In its just-released mid-term report on monetary policy, Greece’s Central Bank expresses optimism over the positive course of the economy, as evidenced by key economic indicators: industrial production, retail sales, the flows of dependent employment in the private sector, exports of goods and services, and foreign direct investment.

Current data indicates that there will be more rapid growth in the next few months and a boost to economic activity in the medium term.

The bank projects GDP growth rates of 1.6 percent for all of 2017, 2.4 percent for 2018, and 2.5 percent for 2019.

The beginnings of the recovery of the economy in 2017 is attributed to the export of goods and services as a result of Greece’s increased international competitiveness, the recovery of international trade, and the loosening of capital controls, first imposed in 2015.
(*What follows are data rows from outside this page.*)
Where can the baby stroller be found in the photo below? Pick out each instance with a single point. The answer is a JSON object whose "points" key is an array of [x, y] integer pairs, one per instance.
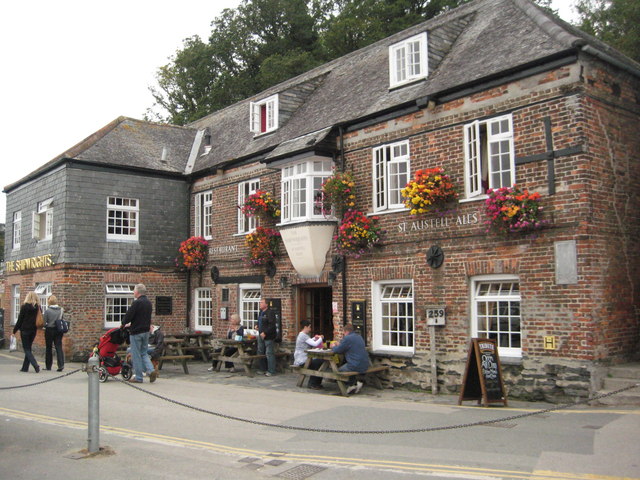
{"points": [[106, 348]]}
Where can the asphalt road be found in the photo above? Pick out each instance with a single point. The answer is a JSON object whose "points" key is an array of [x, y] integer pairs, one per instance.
{"points": [[227, 426]]}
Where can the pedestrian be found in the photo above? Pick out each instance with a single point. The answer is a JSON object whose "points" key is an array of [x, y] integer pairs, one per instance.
{"points": [[303, 343], [267, 331], [356, 356], [138, 320], [52, 337], [156, 346], [26, 324]]}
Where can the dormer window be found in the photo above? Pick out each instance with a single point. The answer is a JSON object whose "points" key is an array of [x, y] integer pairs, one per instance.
{"points": [[408, 60], [264, 115]]}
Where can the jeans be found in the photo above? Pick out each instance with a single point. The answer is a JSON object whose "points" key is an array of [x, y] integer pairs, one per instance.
{"points": [[139, 356], [53, 337], [315, 364], [27, 338], [267, 347]]}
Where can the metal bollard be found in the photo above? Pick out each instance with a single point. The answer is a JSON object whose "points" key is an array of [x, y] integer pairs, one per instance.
{"points": [[93, 438]]}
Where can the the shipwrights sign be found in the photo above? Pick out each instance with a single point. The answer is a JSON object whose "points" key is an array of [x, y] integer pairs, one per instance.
{"points": [[31, 263]]}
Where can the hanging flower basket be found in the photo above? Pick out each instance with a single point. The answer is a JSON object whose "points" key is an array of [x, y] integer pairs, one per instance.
{"points": [[261, 204], [263, 245], [511, 210], [194, 252], [338, 191], [430, 190], [357, 234]]}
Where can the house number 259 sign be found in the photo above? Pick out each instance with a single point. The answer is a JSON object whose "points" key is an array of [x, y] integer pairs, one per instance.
{"points": [[436, 315]]}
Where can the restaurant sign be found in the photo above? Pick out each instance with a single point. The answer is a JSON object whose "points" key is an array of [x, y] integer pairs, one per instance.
{"points": [[438, 223], [31, 263]]}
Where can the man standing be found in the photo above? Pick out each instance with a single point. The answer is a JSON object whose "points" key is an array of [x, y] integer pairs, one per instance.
{"points": [[356, 356], [138, 319], [266, 339]]}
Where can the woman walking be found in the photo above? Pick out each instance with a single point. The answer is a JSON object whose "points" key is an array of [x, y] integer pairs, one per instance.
{"points": [[51, 334], [26, 324]]}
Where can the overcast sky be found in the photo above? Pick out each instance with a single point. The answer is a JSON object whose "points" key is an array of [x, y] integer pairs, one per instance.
{"points": [[69, 67]]}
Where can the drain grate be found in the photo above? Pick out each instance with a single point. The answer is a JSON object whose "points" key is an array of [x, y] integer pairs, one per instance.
{"points": [[301, 472]]}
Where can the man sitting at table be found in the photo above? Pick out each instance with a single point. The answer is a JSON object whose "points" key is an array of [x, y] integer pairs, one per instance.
{"points": [[356, 356], [304, 342]]}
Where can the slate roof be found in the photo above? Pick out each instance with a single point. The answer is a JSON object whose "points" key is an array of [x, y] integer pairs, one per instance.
{"points": [[481, 41], [474, 43], [131, 144]]}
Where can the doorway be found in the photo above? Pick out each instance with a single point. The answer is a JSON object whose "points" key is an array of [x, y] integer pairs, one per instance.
{"points": [[315, 305]]}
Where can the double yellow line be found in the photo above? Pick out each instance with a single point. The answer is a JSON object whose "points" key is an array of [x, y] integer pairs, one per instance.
{"points": [[390, 465]]}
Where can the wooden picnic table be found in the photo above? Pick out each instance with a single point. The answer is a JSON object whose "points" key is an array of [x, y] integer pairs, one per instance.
{"points": [[173, 351], [245, 354], [196, 342], [329, 369]]}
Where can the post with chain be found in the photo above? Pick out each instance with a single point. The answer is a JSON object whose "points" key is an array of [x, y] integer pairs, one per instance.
{"points": [[94, 405]]}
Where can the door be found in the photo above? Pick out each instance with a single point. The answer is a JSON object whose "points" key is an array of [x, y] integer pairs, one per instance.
{"points": [[315, 305]]}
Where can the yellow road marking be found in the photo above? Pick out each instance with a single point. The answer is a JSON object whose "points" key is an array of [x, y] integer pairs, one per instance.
{"points": [[338, 461]]}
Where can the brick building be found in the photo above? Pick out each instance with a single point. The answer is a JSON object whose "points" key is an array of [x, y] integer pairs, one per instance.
{"points": [[496, 93]]}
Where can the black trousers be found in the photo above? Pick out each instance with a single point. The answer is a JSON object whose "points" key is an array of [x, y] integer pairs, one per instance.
{"points": [[53, 337]]}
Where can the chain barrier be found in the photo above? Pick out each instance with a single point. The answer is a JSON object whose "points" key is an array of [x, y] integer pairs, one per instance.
{"points": [[349, 432], [376, 432], [43, 381]]}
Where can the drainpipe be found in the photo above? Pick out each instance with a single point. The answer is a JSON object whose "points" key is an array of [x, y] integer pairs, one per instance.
{"points": [[344, 259], [188, 309]]}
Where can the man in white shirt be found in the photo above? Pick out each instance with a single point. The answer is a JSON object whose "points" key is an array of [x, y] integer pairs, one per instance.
{"points": [[303, 343]]}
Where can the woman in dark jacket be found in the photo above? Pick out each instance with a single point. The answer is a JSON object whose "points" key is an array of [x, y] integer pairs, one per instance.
{"points": [[51, 334], [26, 324]]}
Faithful implementation of reforms

For the positive prospects to pan out, Stournaras stresses that a smooth exit from the bailout programmes must be carefully designed. There is a pressing need, the central banker notes, to implement smoothly and in the agreed upon timetables the programme of reforms and privatisation, to legislate measures agreed to in the third evaluation, and to prepare carefully for the fourth.

A matter of trust

To establish the crucial element of economic trust, the bank lays out a series of prerequisites:

a. To specify medium-term measures to restructure the national debt, which will allow access to bond markets on viable terms and permit Greece access to the European Central Bank’s quantitative easing programme.
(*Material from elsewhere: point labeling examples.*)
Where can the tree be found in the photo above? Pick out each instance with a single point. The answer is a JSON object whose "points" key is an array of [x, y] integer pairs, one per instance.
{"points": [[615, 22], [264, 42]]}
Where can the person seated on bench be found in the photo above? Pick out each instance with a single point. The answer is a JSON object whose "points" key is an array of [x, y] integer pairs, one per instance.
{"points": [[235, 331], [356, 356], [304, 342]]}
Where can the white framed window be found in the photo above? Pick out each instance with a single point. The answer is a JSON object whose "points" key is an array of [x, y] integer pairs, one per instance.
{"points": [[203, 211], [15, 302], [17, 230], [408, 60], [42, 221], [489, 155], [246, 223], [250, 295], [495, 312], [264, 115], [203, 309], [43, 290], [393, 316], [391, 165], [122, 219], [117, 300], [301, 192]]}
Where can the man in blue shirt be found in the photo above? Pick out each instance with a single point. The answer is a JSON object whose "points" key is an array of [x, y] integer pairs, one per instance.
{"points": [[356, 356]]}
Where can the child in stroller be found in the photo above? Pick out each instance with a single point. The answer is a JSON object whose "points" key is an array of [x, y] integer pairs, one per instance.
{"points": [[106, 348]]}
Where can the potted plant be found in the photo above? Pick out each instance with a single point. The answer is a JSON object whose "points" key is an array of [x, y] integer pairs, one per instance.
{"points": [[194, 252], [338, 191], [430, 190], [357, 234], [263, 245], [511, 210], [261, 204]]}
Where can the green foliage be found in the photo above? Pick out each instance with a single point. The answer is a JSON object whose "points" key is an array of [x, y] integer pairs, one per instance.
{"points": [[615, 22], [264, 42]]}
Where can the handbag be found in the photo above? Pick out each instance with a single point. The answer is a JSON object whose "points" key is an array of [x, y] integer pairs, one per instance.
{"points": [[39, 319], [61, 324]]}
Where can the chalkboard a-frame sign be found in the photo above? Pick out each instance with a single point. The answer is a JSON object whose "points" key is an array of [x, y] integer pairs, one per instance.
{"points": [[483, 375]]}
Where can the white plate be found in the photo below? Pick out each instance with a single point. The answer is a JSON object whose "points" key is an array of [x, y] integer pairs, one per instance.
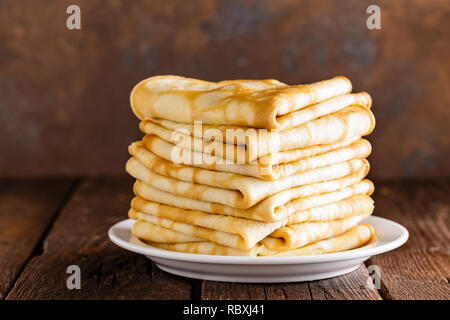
{"points": [[390, 235]]}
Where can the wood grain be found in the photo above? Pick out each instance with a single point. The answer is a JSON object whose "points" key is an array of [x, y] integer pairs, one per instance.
{"points": [[421, 268], [352, 286], [79, 237], [27, 208]]}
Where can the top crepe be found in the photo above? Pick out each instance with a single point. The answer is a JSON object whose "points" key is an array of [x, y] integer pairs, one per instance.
{"points": [[268, 104]]}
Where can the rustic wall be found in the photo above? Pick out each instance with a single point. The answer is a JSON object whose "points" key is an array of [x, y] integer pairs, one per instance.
{"points": [[64, 94]]}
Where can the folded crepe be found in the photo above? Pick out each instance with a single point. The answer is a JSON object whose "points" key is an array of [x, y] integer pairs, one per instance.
{"points": [[239, 233], [266, 169], [222, 187], [355, 237], [252, 103], [274, 208], [246, 145]]}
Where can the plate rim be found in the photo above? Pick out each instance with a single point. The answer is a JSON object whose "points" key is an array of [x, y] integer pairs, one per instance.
{"points": [[239, 260]]}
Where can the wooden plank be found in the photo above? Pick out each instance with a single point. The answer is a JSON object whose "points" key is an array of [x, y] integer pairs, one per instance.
{"points": [[213, 290], [79, 237], [352, 286], [27, 208], [421, 268]]}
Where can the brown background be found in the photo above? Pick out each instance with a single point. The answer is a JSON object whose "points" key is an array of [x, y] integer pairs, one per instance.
{"points": [[64, 94]]}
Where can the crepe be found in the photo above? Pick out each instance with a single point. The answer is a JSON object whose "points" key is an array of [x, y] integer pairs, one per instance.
{"points": [[266, 169], [239, 233], [226, 188], [246, 145], [273, 208], [354, 238], [252, 103]]}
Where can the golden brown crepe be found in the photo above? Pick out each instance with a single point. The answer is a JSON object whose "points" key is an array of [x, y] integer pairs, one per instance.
{"points": [[355, 237], [242, 233], [251, 167], [274, 208], [246, 145], [227, 188], [266, 169], [251, 103]]}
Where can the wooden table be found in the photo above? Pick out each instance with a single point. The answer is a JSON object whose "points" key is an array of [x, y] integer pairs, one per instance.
{"points": [[48, 224]]}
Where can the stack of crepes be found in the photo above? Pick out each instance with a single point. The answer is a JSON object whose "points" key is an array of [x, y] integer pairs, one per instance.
{"points": [[251, 167]]}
b. To make perfectly clear the manner in which the Greek economy will be bolstered after the completion of the current bailout programme.

Within the EU’s existing legal framework, Greece will be under supervision at least until it is able to pay off 75 percent of its official loans from eurozone countries, the EFSF, and the ESM.
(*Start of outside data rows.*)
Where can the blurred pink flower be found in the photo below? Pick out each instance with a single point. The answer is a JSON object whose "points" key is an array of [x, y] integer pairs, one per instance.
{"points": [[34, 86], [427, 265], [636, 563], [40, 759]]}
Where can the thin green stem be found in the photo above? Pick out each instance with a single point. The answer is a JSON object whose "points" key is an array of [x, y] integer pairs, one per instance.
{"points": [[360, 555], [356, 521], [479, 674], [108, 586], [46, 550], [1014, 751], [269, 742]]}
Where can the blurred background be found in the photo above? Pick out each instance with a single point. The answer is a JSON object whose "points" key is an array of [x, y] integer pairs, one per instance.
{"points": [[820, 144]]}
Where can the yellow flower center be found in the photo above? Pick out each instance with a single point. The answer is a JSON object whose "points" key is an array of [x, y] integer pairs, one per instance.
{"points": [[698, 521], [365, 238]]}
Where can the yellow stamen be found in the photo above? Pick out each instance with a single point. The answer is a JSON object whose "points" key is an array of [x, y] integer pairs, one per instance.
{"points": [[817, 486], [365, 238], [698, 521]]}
Precautionary support programme

“It should be clarified to what degree there will be a ‘precautionary support programme’, and specifically on what terms. The existence of such a precautionary framework can function supportively for the Greek economy, lowering the cost of borrowing. Such a framework will afford security as regards the Greek state’s access to funding after the end of the programme in August, 2018,” the report said.

“That will firm up the trust of international investors in the medium-to-long-term prospects of the Greek economy, as they would know that economic policy remains prudent, averting the return of imbalances.”

The post-bailout support line is crucial if Greece’s credit rating is not updated, so as to maintain the ability to use bonds as guarantees for Eurosystem monetary policy actions, and to participate in the ECB’s quantitative easing programme.